La quarta coniugazione

Spesso si sente dire che l'italiano è una lingua viva e in costante evoluzione: ebbena la riprova di questa assoluta verità condizionale l'ho avuto stanotte grazie a un'improvvisa quanto inaspettata scoperta: la quarta coniugazione!
Si tratta di una felice rivoluzione nella grammatica italiana che, finalmente, grazie a me avrà, accanto ai verbi che all'infinito terminano in “are”, “ere” e “ire”, anche quelli che terminano in “ure”. Un incomprensibile vuoto viene così a essere colmato.
Al momento il vantaggio più evidente e che balza subito agli occhi è la possibilità di creare facilmente rime baciate (ma non solo!) con TUTTI i vocaboli terminanti in “ure” come “pure” od “oppure”.
Non escludo però che questa potenziamento della ricchezza espressiva della nostra lingua non possa avere poi delle influenze benefiche anche sul PIL italiano dell'ordine di 1 o 2 punti percentuali: molto dipenderà dalla capacità del governo di sfruttare questa opportunità...

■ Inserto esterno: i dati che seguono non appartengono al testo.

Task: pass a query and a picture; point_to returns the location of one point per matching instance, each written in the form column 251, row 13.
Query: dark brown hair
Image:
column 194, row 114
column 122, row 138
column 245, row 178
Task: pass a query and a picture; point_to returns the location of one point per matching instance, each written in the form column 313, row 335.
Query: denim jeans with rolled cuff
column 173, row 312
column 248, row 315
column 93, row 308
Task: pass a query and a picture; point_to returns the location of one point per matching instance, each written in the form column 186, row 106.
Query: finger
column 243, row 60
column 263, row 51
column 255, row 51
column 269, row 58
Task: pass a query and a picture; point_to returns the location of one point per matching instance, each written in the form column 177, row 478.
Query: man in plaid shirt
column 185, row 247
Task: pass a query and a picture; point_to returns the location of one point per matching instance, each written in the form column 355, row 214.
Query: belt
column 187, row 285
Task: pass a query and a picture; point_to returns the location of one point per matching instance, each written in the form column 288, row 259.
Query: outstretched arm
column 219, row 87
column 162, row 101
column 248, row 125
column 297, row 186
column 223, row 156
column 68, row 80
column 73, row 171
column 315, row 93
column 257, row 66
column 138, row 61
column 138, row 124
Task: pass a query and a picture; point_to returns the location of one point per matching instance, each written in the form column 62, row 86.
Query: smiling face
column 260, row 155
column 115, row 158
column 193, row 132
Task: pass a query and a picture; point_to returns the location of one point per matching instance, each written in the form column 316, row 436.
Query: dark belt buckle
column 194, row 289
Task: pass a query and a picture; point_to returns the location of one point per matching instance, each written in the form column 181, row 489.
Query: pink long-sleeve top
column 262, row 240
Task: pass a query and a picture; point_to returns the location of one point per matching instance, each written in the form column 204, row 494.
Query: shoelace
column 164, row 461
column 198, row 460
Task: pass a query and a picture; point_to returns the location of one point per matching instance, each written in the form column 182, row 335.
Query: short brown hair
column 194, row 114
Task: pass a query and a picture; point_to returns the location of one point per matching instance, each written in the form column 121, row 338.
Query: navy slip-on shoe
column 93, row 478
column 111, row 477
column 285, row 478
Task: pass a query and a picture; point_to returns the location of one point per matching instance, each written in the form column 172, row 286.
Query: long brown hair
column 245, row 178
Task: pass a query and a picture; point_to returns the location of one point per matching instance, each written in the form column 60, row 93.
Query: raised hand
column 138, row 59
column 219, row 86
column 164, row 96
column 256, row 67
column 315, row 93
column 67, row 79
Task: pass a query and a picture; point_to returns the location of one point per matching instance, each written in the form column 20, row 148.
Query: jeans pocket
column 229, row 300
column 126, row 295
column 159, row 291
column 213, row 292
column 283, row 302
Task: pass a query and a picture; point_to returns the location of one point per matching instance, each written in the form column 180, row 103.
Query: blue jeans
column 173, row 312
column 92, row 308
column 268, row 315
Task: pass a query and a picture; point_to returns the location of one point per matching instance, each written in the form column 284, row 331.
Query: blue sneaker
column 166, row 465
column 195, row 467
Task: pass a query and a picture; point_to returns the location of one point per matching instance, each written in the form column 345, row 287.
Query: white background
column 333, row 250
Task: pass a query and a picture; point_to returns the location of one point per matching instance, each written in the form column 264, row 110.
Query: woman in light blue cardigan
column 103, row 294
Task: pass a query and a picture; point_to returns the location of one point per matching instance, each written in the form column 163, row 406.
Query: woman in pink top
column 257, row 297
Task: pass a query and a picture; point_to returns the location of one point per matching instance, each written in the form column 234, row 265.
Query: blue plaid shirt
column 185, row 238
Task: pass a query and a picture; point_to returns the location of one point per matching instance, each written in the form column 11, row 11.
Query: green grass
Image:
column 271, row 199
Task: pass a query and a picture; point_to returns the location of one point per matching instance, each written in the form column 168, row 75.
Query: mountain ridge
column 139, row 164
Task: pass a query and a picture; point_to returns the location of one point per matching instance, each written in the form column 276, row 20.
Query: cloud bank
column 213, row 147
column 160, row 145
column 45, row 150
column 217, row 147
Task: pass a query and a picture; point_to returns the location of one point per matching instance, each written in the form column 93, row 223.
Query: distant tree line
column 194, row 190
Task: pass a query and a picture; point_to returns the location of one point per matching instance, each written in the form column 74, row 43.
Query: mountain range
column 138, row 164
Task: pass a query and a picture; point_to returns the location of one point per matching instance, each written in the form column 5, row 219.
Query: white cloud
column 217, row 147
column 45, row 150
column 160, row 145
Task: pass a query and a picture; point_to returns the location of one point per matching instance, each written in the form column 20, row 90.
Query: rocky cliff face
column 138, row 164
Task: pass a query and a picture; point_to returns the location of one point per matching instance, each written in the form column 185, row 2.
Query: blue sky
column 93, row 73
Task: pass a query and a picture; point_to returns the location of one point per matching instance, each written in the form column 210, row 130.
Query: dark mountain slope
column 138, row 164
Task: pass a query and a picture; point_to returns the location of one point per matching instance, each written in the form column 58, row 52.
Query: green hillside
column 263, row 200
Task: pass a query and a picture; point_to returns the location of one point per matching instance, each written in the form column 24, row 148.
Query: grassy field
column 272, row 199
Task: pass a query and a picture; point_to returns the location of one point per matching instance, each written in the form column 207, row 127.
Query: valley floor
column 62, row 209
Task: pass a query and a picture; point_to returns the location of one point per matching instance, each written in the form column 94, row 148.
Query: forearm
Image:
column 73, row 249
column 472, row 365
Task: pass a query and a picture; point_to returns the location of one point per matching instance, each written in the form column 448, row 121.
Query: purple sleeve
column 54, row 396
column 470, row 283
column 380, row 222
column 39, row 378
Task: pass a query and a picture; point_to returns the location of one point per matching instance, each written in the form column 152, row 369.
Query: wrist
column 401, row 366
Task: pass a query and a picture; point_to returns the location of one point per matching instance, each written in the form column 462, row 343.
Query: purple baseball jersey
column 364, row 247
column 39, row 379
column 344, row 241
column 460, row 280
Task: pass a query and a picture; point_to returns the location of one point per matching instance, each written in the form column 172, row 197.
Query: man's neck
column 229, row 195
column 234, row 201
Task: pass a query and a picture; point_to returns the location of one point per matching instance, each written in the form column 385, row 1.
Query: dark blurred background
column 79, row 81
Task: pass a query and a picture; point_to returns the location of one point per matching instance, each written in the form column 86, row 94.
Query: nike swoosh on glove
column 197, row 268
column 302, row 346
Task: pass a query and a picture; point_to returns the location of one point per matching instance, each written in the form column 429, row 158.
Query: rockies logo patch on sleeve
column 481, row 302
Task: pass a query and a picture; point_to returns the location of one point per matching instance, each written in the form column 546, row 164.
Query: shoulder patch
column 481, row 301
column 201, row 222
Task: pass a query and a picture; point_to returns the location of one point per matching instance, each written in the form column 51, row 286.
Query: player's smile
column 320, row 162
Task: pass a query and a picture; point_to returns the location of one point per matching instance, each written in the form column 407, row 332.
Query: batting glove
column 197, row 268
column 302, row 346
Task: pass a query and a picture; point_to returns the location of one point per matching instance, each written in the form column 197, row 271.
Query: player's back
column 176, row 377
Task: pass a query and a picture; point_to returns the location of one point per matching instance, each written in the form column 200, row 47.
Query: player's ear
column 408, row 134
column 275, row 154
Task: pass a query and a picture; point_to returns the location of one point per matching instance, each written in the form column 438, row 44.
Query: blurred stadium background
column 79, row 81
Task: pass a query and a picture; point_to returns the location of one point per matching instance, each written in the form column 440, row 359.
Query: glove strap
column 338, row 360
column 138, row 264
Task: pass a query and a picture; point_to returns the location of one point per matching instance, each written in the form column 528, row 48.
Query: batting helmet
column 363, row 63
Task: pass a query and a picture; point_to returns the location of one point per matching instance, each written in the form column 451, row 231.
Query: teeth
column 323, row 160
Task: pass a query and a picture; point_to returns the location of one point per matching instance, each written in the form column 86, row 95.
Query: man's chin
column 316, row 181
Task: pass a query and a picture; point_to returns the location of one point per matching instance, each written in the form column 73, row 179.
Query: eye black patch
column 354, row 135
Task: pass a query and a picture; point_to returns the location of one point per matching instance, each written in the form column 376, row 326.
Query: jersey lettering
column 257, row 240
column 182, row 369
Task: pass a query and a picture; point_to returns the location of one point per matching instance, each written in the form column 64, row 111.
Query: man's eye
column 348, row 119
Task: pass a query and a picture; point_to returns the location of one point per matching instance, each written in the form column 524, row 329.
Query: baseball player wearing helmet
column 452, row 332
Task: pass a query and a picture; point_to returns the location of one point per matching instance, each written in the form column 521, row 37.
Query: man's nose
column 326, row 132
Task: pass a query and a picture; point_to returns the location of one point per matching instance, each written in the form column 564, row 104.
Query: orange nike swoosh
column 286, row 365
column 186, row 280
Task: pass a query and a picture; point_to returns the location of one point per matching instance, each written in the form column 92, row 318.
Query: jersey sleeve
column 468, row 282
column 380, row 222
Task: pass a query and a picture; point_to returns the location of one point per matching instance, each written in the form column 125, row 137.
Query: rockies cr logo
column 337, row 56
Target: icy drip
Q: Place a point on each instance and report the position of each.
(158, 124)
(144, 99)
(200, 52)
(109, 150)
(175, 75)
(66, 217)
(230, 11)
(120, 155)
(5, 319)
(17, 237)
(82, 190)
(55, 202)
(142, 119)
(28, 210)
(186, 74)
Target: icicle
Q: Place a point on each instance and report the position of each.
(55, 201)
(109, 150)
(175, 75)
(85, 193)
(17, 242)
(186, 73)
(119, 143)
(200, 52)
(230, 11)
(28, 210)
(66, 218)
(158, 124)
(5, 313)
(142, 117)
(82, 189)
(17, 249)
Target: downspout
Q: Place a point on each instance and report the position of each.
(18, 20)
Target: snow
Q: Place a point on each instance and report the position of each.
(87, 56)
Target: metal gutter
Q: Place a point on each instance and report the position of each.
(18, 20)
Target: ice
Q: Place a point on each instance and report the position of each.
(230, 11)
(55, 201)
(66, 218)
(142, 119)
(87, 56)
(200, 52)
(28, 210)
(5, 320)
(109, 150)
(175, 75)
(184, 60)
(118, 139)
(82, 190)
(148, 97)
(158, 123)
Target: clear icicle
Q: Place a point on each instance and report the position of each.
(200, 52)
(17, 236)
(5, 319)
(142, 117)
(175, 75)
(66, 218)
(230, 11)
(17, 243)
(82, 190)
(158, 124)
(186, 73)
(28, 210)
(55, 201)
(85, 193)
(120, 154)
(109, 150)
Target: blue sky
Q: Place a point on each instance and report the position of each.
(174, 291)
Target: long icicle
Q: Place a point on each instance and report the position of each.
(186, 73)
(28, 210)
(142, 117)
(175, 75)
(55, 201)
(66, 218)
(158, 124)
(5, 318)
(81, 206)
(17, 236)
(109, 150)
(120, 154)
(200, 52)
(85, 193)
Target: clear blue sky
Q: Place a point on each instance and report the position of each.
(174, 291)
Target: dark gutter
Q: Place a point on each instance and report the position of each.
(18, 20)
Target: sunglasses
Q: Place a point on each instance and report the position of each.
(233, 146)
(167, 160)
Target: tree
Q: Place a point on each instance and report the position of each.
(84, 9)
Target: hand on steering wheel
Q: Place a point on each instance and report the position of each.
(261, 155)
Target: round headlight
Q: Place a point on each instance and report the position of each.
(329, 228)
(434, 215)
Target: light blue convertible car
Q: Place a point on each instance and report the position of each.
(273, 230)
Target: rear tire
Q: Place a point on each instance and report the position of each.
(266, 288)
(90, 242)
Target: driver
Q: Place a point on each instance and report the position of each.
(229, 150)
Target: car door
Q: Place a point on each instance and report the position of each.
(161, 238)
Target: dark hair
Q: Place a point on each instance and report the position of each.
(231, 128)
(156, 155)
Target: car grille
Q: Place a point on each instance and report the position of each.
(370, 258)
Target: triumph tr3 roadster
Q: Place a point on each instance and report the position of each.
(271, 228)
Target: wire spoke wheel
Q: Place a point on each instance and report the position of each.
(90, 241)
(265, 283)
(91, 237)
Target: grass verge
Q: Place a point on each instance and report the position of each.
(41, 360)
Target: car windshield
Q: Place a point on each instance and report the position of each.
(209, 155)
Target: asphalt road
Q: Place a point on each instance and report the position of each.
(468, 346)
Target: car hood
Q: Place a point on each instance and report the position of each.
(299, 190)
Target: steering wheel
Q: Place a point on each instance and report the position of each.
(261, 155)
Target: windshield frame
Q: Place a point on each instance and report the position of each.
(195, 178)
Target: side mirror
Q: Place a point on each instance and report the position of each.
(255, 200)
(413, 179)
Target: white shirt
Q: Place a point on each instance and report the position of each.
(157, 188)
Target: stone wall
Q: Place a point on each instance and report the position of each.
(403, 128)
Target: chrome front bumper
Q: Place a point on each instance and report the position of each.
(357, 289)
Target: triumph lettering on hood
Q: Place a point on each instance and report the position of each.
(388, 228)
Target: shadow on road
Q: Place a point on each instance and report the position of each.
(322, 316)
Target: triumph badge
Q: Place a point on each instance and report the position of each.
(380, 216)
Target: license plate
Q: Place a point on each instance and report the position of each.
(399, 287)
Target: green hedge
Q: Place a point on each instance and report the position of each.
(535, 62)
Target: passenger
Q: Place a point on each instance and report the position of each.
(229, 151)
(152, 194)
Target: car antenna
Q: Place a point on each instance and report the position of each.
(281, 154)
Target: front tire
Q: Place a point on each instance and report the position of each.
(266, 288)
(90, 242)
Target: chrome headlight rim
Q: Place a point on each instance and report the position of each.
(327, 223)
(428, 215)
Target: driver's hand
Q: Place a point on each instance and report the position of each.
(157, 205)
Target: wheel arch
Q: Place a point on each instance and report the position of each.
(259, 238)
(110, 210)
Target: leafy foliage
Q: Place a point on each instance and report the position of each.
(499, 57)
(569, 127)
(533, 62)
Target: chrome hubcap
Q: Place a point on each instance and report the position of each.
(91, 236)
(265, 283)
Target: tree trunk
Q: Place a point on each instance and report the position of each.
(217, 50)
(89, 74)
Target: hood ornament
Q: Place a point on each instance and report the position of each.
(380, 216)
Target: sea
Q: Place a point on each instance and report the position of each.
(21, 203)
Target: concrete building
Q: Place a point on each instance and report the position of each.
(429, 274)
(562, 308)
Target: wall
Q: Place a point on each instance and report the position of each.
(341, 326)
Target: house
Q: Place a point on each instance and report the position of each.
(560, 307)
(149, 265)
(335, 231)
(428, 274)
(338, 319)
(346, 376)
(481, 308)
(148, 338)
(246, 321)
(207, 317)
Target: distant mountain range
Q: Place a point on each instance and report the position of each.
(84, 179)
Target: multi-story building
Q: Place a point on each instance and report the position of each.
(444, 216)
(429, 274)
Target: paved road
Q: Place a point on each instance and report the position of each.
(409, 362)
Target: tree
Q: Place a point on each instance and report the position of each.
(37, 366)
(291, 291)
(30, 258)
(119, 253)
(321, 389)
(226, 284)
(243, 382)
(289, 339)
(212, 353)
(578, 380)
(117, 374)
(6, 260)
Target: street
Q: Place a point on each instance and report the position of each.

Al momento la quarta coniugazione, che ho deciso di chiamare “coniugazione eroica” o semplicemente “l'eroica”, ha un solo verbo. Anche questo verbo l'ho scoperto stanotte ed è proprio una fortuna perché in questa maniera posso mostrare ai miei lettori il paradigma di questa coniugazione.

Il verbo è “panure” che significa “ridere di qualcosa o qualcuno” però è un verbo transitivo e diretto (vedi poi).
Ecco il PRESENTE INDICATIVO:
Io panu-o
Tu panu-i
Egli panu-oa ←Ma ATTENZIONE → Ella panu-a
Noi panu-iamo
Voi panu-ete
Essi panu-unno ← attenzione a pronunciare distintamente entrambe le vocali!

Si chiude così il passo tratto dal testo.